William Blake’s poetry and quote of “Seeing the world in a grain of sand ” continues to hold inspiration for many business leaders and technological dreamers dealing with globalization and the “flat corporation.” Yet as a pragmatist, I muse that if this is true, whose grain of sand provides improvement and profit out of the countless trillions of particles available? Furthermore, within a troubled industry clinging to dogmatic approaches, can invention really be spawned by the spear of consolidation, or worse, regulation?
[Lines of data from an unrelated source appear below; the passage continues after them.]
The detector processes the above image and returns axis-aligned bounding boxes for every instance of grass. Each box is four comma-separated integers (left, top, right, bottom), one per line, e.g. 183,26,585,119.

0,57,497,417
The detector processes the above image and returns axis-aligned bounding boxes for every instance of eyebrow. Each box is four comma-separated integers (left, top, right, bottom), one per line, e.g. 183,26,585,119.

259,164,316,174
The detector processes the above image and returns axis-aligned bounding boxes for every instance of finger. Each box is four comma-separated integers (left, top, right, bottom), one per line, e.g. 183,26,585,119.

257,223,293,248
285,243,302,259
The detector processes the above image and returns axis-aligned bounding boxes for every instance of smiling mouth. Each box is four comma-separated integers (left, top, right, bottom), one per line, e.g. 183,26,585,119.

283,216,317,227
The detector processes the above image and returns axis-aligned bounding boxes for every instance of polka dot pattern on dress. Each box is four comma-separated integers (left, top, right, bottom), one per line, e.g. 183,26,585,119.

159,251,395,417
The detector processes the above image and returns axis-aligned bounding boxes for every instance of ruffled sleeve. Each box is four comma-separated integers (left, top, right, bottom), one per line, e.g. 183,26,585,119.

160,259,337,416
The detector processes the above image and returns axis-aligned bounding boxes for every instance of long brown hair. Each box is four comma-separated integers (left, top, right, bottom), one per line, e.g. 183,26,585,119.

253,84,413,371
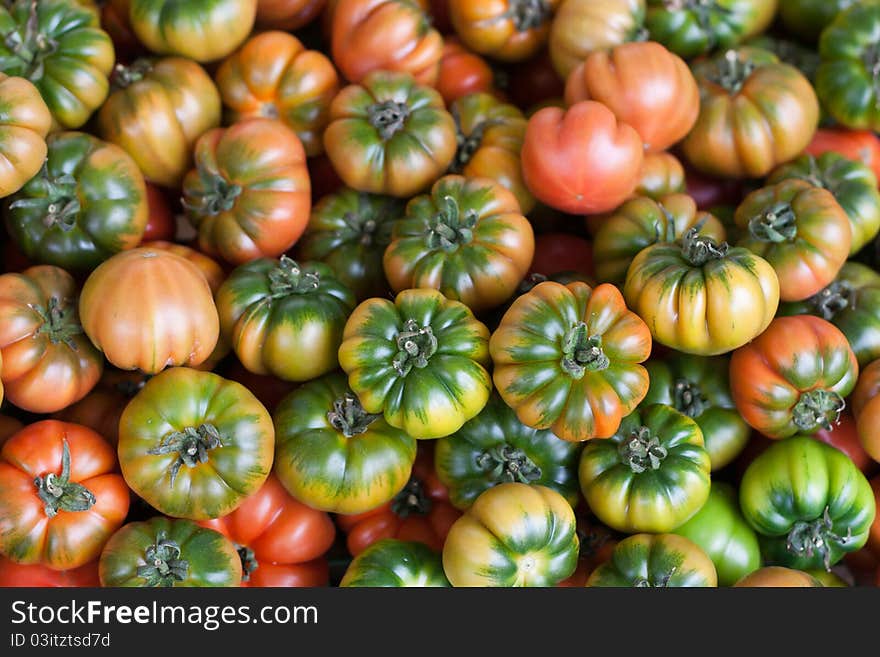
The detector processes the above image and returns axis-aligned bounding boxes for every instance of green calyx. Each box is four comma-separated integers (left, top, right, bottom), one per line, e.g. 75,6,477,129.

147,423,223,488
137,532,189,586
749,202,797,244
785,506,852,571
476,443,541,484
425,195,479,253
391,479,432,518
392,319,437,376
791,390,846,433
31,297,83,350
560,322,611,379
34,438,97,518
327,392,382,438
268,256,321,299
617,427,668,474
367,100,410,141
To date, the projected recovery we have anticipated in the second half of the year has evidently become one of those grains of sand washed back into the sea for another day. Rising unemployment and inflation spurred by a change of global economic standing has shifted the investments and interest from West to East. So are we ready to throw up our hands in resignation and board the boat for another shoreline with the idea that perhaps by 2010 the mortgage industry will rebalance and the path made clearer? Hardly.
We must permanently think and act differently, but how? Lacking the “right” grain of sand, I, like most strategist and architects, began to draw. What I arrived at over the holiday break was something familiar, yet different it was a “Non-Model.” An illustration of the Non-Model you can deploy for your own organization is represented below. It moves beyond the “box-ticking,” passive approaches. The Non-Model is founded in measurement, assessment and projection. However, its multi-dimensional conclusions and composition are variable and interlocking depending upon your need and organization. As I said earlier, whose grain of sand is correct? The answer is all of them. We know from experience, that innovation is often more about the integration of disparate ideal to arrive at “new paradigm” solutions, and of course, profit.
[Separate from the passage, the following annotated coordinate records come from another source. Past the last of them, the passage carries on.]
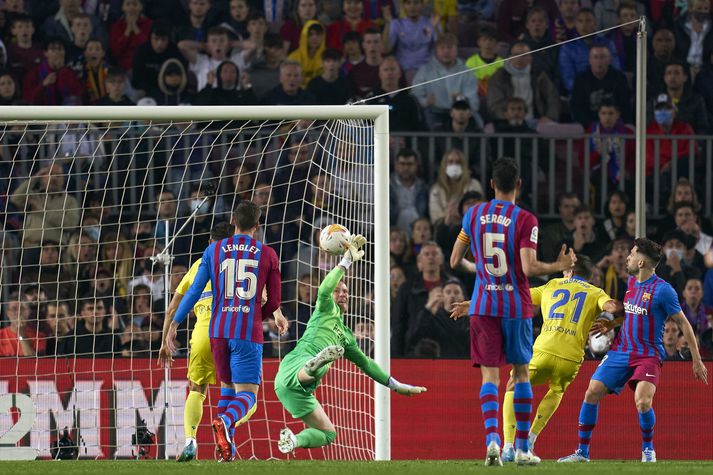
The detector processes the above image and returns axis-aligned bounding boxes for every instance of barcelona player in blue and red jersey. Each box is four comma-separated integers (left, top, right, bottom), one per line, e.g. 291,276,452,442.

166,201,281,461
450,158,577,465
559,238,708,462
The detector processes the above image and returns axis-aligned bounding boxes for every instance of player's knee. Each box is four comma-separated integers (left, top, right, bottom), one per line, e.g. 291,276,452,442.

584,384,606,404
636,397,651,413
Stating the obvious, the FSI and mortgage industries for too long have fixated on a series of one-off solutions for a particular opportunity or problem AVM, fraud, compliance, origination, foreclosure, loss mitigation, customer mining, e-closing, and the list goes on. Those principles or models of operation worked when we were community banks and knew our customers by sight. Do they really have efficacy within our forward and reverse supply chains (and yes supply chains run both forward and backward)? Do they make sense with the vast array of data sources, exchanges and oversight? Do they serve our customers and prospects?
On a droll note, I originally thought of calling the loosely coupled diagram an “unmodel” then I did a Google search on the term and quickly renamed it. Wow, now that was something I wasn’t expecting with that term!